Review: Everything You Need to Know About the GMAT Essay
Let’s review the key points you need to know about the GMAT Analytical Writing Assessment.
- The GMAT Analytical Writing Assessment requires you to write an essay, using a basic word processor, that critiques a provided argument. It is the first section of the GMAT and is to be completed in 30 minutes.
- The AWA is scored by two readers in half-intervals on a scale of 0-6. You’ll be scored on your analysis, the examples you use, the development of your ideas, and your ability to write cleanly and effectively in English.

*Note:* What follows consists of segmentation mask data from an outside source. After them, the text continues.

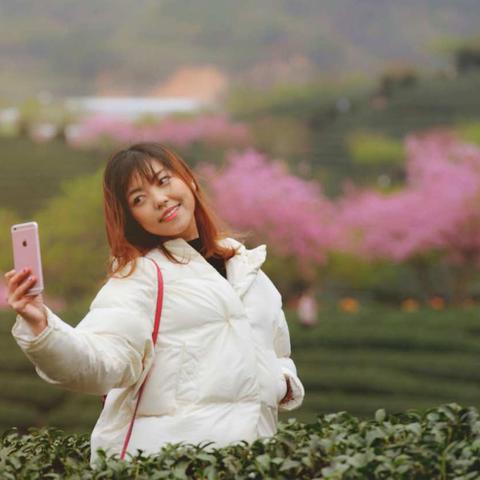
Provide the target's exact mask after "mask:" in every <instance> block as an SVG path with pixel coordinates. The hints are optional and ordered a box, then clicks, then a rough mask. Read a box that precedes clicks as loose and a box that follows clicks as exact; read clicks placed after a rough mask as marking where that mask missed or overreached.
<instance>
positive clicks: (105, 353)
mask: <svg viewBox="0 0 480 480" xmlns="http://www.w3.org/2000/svg"><path fill="white" fill-rule="evenodd" d="M103 188H104V209H105V220H106V229H107V237H108V242H109V245H110V250H111V260H112V261H111V263H110V267H109V278H108V280H107V282H106V283H105V284H104V285H103V287H102V288H101V289H100V291H99V292H98V294H97V295H96V297H95V299H94V300H93V302H92V304H91V306H90V310H89V312H88V314H87V315H86V316H85V317H84V318H83V320H82V321H81V322H80V323H79V324H78V325H77V326H76V328H73V327H71V326H70V325H68V324H66V323H65V322H63V321H62V320H61V319H60V318H59V317H58V316H57V315H55V314H54V313H53V312H52V311H51V310H50V309H49V308H48V307H47V306H46V305H44V303H43V298H42V295H37V296H34V297H30V296H27V295H26V292H27V291H28V289H29V288H31V287H32V285H34V284H35V281H36V279H35V278H34V277H33V278H31V277H30V276H29V275H30V271H28V270H27V271H22V272H15V271H14V270H12V271H10V272H8V273H6V274H5V277H6V280H7V288H8V303H9V305H10V306H11V307H12V308H13V309H14V310H15V311H16V312H17V314H18V315H17V318H16V323H15V325H14V326H13V328H12V334H13V336H14V338H15V340H16V342H17V343H18V345H19V346H20V348H21V349H22V350H23V351H24V352H25V354H26V356H27V357H28V358H29V359H30V360H31V361H32V363H33V364H34V365H35V369H36V371H37V373H38V374H39V376H40V377H41V378H43V379H44V380H46V381H47V382H49V383H52V384H55V385H58V386H61V387H63V388H66V389H69V390H73V391H78V392H84V393H90V394H95V395H106V394H108V395H107V398H106V402H105V405H104V408H103V411H102V413H101V415H100V417H99V419H98V421H97V423H96V425H95V428H94V430H93V432H92V436H91V447H92V457H91V463H92V465H93V464H94V461H95V458H96V449H97V448H99V447H102V448H104V449H106V450H107V451H108V452H109V453H118V452H120V450H121V448H122V444H123V441H124V438H125V435H126V432H127V430H128V425H129V422H130V419H131V417H132V412H133V409H134V406H135V402H136V399H137V394H138V391H139V389H140V386H141V384H142V382H143V380H144V379H145V378H146V376H147V373H148V374H149V375H148V382H147V383H146V386H145V389H144V392H143V396H142V398H141V401H140V404H139V407H138V412H137V417H136V420H135V424H134V428H133V433H132V436H131V439H130V443H129V447H128V451H129V452H131V453H135V451H136V450H137V449H139V448H141V449H143V450H144V451H145V452H147V453H154V452H157V451H158V450H159V449H160V448H161V447H162V446H163V445H164V444H165V443H167V442H181V441H185V442H189V443H198V442H201V441H212V442H214V443H213V445H214V446H218V447H220V446H224V445H227V444H229V443H232V442H238V441H240V440H246V441H253V440H254V439H256V438H258V437H263V436H271V435H273V434H274V433H275V432H276V427H277V422H278V408H282V409H285V410H292V409H294V408H297V407H298V406H299V405H300V404H301V403H302V400H303V396H304V388H303V386H302V384H301V382H300V380H299V379H298V377H297V373H296V368H295V364H294V363H293V361H292V360H291V359H290V358H289V357H290V340H289V333H288V327H287V323H286V321H285V316H284V313H283V310H282V303H281V296H280V294H279V292H278V291H277V289H276V288H275V287H274V285H273V284H272V282H271V281H270V280H269V279H268V277H267V276H266V275H265V274H264V273H263V271H262V270H261V268H260V267H261V266H262V264H263V262H264V261H265V258H266V247H265V245H260V246H259V247H256V248H254V249H251V250H249V249H246V248H245V246H244V245H243V244H242V243H240V242H239V241H237V240H234V239H233V238H230V237H225V236H222V235H221V233H220V231H219V227H218V225H219V223H218V219H216V217H215V216H214V214H213V212H212V211H211V209H210V208H209V206H208V204H207V202H206V199H205V196H204V194H203V192H202V190H201V188H200V186H199V184H198V182H197V180H196V178H195V177H194V174H193V173H192V171H191V170H190V168H189V167H188V166H187V165H186V164H185V163H184V161H183V160H182V159H180V158H179V157H178V156H177V155H176V154H174V153H173V152H172V151H170V150H168V149H167V148H165V147H163V146H161V145H159V144H152V143H142V144H137V145H133V146H132V147H130V148H128V149H126V150H122V151H120V152H118V153H116V154H115V155H113V156H112V158H111V159H110V160H109V162H108V164H107V166H106V168H105V173H104V184H103ZM150 259H152V260H154V261H155V262H156V263H157V264H158V265H159V267H160V270H161V272H162V275H163V281H164V300H163V309H162V314H161V322H160V331H159V335H158V340H157V343H156V346H155V349H154V345H153V341H152V330H153V323H154V312H155V307H156V298H157V273H156V268H155V265H154V264H153V262H151V260H150Z"/></svg>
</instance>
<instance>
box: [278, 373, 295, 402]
mask: <svg viewBox="0 0 480 480" xmlns="http://www.w3.org/2000/svg"><path fill="white" fill-rule="evenodd" d="M285 381H286V382H287V393H286V394H285V396H284V397H283V398H282V400H281V401H280V405H281V404H282V403H287V402H289V401H290V400H292V399H293V392H292V386H291V385H290V379H289V378H288V377H285Z"/></svg>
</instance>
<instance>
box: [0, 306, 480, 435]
mask: <svg viewBox="0 0 480 480" xmlns="http://www.w3.org/2000/svg"><path fill="white" fill-rule="evenodd" d="M287 313H288V315H287V316H288V317H289V323H290V333H291V339H292V345H293V347H292V350H293V354H292V356H293V358H294V360H295V362H296V365H297V368H298V371H299V375H300V378H301V379H302V380H303V382H304V385H305V389H306V397H305V401H304V405H303V406H302V407H301V408H300V409H299V410H296V411H294V412H291V413H290V414H282V415H281V418H282V419H283V420H286V419H287V418H288V417H290V416H295V417H296V418H297V419H299V420H300V421H304V422H311V421H313V420H314V419H315V416H316V414H318V413H330V412H337V411H339V410H346V411H348V412H349V413H351V414H353V415H359V416H361V417H369V416H371V415H372V414H373V412H374V411H375V410H377V409H379V408H385V409H386V410H387V412H392V413H393V412H397V411H404V410H406V409H409V408H415V409H427V408H433V407H436V406H438V405H440V404H442V403H450V402H458V403H460V404H462V405H466V406H475V407H478V406H479V404H480V370H479V369H478V358H479V356H480V339H479V334H480V329H479V320H478V311H477V309H476V308H470V309H449V310H443V311H434V310H430V309H423V310H420V311H417V312H411V313H406V312H402V311H399V310H396V309H392V308H384V307H380V306H378V305H374V306H370V307H369V306H362V308H361V309H360V311H359V312H358V313H357V314H348V313H344V312H340V311H338V310H337V309H336V308H335V307H333V306H332V307H325V308H323V310H321V311H320V314H319V321H318V325H317V326H315V327H313V328H308V329H307V328H302V327H301V326H300V325H298V323H297V320H296V318H295V314H294V312H287ZM62 317H63V318H65V319H66V320H69V321H71V323H72V324H75V323H77V322H78V320H79V319H80V318H81V314H79V313H78V310H77V311H76V312H74V311H73V310H72V311H70V312H64V314H62ZM12 324H13V316H12V314H10V313H9V312H2V313H1V314H0V329H1V335H0V351H1V356H2V359H1V363H0V376H1V377H0V378H1V381H2V386H3V388H2V389H1V391H0V429H1V430H4V429H6V428H9V427H12V426H16V427H19V428H20V429H23V430H25V429H26V428H27V427H29V426H43V425H51V426H56V427H60V428H62V429H64V430H66V431H68V432H89V431H90V430H91V429H92V427H93V425H94V423H95V421H96V418H97V417H98V415H99V413H100V409H101V401H100V399H99V398H97V397H92V396H87V395H81V394H76V393H71V392H67V391H63V390H61V389H59V388H56V387H54V386H52V385H49V384H46V383H45V382H43V381H42V380H40V379H39V378H38V377H37V375H36V373H35V372H34V370H33V367H32V365H31V364H30V362H29V361H28V360H27V359H26V358H25V357H24V356H23V354H22V353H21V351H20V349H19V348H18V347H17V345H16V344H15V342H14V340H13V338H12V337H11V335H10V329H11V326H12Z"/></svg>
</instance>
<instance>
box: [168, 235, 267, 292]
mask: <svg viewBox="0 0 480 480" xmlns="http://www.w3.org/2000/svg"><path fill="white" fill-rule="evenodd" d="M220 244H221V245H222V246H232V247H235V248H237V254H236V255H234V256H233V257H232V258H230V259H229V260H227V261H226V263H225V267H226V270H227V280H228V281H229V282H230V284H231V285H232V287H233V289H234V290H235V292H236V293H237V294H238V296H239V297H243V296H244V295H245V293H246V292H247V290H248V289H249V288H250V286H251V284H252V283H253V281H254V280H255V278H256V276H257V273H258V271H259V270H260V267H261V266H262V265H263V263H264V262H265V259H266V257H267V247H266V245H265V244H262V245H259V246H258V247H256V248H253V249H247V248H246V247H245V245H243V244H242V243H240V242H239V241H238V240H235V239H234V238H230V237H226V238H223V239H222V240H220ZM164 245H165V246H166V247H167V248H168V250H169V251H170V252H171V253H172V254H173V255H175V256H176V257H180V258H179V259H180V260H191V259H194V258H195V259H201V260H203V261H204V262H205V263H207V264H208V262H207V261H206V260H205V259H204V258H203V257H202V255H201V254H200V253H199V252H197V251H196V250H195V249H194V248H193V247H192V246H191V245H189V243H188V242H186V241H185V240H184V239H183V238H175V239H172V240H167V241H166V242H164ZM212 268H213V267H212Z"/></svg>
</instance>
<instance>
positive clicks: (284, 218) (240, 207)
mask: <svg viewBox="0 0 480 480" xmlns="http://www.w3.org/2000/svg"><path fill="white" fill-rule="evenodd" d="M199 173H200V175H201V176H203V177H204V178H205V180H206V182H207V185H208V188H209V191H210V194H211V196H212V199H213V201H214V204H215V206H216V209H217V211H218V212H219V215H220V216H221V217H222V218H223V219H224V220H225V221H226V222H227V223H228V224H230V225H231V226H232V227H233V228H235V229H238V230H240V231H247V232H251V234H252V235H253V237H254V239H255V242H262V243H266V244H268V246H269V247H270V248H271V249H272V251H273V252H274V253H275V254H276V255H278V256H280V257H282V258H288V257H294V258H295V261H296V262H297V266H298V268H300V270H301V271H302V272H303V273H304V274H305V275H306V276H307V277H308V276H310V277H312V276H313V275H314V274H313V273H312V272H313V271H314V270H315V267H317V266H319V265H322V264H324V262H325V261H326V254H327V251H328V249H329V248H331V246H332V243H333V242H334V229H333V220H334V207H333V204H332V203H331V202H330V201H329V200H328V199H327V198H326V197H325V196H324V195H323V193H322V191H321V188H320V185H319V184H318V183H315V182H311V181H310V182H309V181H305V180H302V179H300V178H298V177H295V176H294V175H292V174H290V173H289V172H288V171H287V169H286V167H285V166H284V165H283V164H282V163H280V162H278V161H270V160H269V159H267V157H266V156H265V155H262V154H260V153H258V152H256V151H255V150H247V151H245V152H243V153H233V154H231V155H230V156H229V158H228V160H227V162H226V165H225V166H224V168H223V169H221V170H219V169H216V168H215V167H213V166H211V165H208V166H206V165H201V166H199Z"/></svg>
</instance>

- To prepare for the AWA, you should familiarize yourself with logical fallacies, practice writing timed AWA responses under simulated test conditions with real GMAT prompts, practice breaking down arguments in other forms of persuasive writing, have someone you trust proofread your work, read sample high-scoring essays, and create a template for how you plan to format your essay on exam day.
- In order to do your best on test day, try the following GMAT essay tips: create an outline before writing, stay on topic, use standard essay structure, use transition words and phrases in your essay, and leave time to proofread.